Let's now run our custom pipeline on the Harry Potter Wiki dataset. A typical application for this pipeline is a situation where we want high-level information about our corpus that is not necessarily contained within one document. We retrieve multiple documents, rank them, and let the Summarizer return a single summary of all the texts.

query = "What's the history of Quidditch?"
result = pipeline.run(query=query)

The pipeline returns a dictionary that contains the query, the name of the last node, and a list of Documents:

result.keys()

>>> dict_keys(['documents', 'query', 'node_id'])

Because we requested a single summary of all the texts we inputted to the Summarizer, the list of Documents contains only one item. We access the summary through the text attribute:

result['documents'][0].text

>>> "the first record of a primitive form of Quidditch (''Kwidditch'') dates to c. 1050. the first known reference to wizards using broomsticks as a means of conveyance dates to A.D. 963. a variant of the game, Quodpot, was invented in the eighteenth century. in the middle of the 14th century it was made a protected species by the wizards council."

Distributed Pipelines with Ray

Ray is a framework for distributed computing. It allows distributing pipeline's components across a cluster of machines. The individual components of a pipeline can be independently scaled. For instance, an extractive QA Pipeline deployment can have three replicas of the Reader and a single replica of the Retriever. It enables efficient resource utilization by horizontally scaling components.

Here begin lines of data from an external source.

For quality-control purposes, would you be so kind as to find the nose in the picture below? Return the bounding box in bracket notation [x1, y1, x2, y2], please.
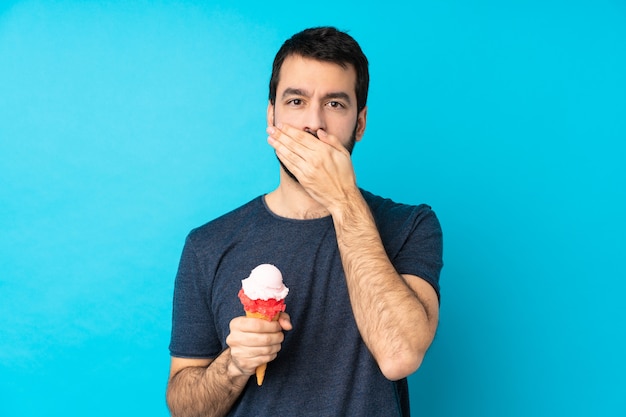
[302, 105, 326, 137]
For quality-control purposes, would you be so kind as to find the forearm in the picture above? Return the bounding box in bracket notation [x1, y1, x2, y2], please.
[167, 349, 249, 417]
[331, 189, 437, 379]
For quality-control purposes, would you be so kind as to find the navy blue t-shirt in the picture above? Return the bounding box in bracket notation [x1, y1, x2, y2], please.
[170, 191, 443, 417]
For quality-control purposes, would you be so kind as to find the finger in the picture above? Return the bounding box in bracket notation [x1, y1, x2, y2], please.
[317, 129, 345, 151]
[278, 312, 293, 331]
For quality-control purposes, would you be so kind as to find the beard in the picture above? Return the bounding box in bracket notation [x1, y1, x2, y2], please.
[272, 115, 357, 184]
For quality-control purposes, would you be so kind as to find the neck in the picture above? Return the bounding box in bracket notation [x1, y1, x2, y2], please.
[265, 169, 330, 220]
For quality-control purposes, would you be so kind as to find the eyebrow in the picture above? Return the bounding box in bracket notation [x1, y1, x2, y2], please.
[282, 87, 352, 104]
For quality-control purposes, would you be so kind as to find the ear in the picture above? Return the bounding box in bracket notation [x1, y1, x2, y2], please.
[355, 106, 367, 142]
[267, 100, 274, 126]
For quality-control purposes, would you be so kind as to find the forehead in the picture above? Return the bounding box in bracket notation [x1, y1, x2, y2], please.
[277, 55, 356, 96]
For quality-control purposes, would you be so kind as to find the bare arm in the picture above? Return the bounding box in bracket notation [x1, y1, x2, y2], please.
[268, 125, 439, 380]
[167, 313, 292, 417]
[333, 189, 439, 380]
[167, 349, 249, 417]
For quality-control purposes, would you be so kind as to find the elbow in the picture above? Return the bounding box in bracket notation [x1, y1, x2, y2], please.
[378, 352, 424, 381]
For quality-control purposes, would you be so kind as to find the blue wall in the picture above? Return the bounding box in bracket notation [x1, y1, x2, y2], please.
[0, 0, 626, 417]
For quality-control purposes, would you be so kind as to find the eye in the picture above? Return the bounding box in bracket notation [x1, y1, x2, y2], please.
[328, 101, 345, 109]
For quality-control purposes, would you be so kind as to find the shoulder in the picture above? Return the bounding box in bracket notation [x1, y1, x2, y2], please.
[187, 196, 264, 243]
[361, 189, 439, 226]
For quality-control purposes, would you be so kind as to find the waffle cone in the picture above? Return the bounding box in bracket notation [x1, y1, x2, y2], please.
[246, 311, 280, 386]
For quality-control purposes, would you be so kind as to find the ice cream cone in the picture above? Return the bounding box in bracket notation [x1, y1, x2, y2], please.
[238, 264, 289, 386]
[246, 311, 280, 386]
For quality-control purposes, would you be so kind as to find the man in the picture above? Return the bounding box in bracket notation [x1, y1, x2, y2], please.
[167, 27, 442, 417]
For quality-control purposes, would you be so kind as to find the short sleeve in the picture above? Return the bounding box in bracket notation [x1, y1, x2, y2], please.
[170, 236, 221, 358]
[393, 205, 443, 297]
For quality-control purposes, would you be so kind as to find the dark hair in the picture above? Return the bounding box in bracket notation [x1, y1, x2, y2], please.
[269, 26, 369, 111]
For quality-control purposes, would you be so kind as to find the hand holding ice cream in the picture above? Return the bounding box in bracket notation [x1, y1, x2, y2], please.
[238, 264, 289, 385]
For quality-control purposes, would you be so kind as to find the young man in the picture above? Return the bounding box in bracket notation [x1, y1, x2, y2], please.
[167, 27, 442, 417]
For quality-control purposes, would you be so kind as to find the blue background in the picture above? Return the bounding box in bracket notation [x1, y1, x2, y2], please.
[0, 0, 626, 417]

To set the number of replicas, add replicas in the YAML config for the node in a pipeline:

version: 1.12.2
extras: ray

components:
    ...

pipelines:
  - name: query_pipeline
    nodes:
      - name: ESRetriever
        inputs: [ Query ]
        serve_deployment_kwargs:
            replicas: 2  # number of replicas to create on the Ray cluster

A RayPipeline can only be created with a YAML Pipeline configuration:

from haystack.pipelines import RayPipeline

pipeline = RayPipeline.load_from_yaml(path="my_pipelines.haystack-pipeline.yml", pipeline_name="query_pipeline")
pipeline.run(query="What is the capital of Germany?")

By default, RayPipelines creates an instance of RayServe locally. To connect to an existing Ray instance, set the address parameter when creating the RayPipeline instance.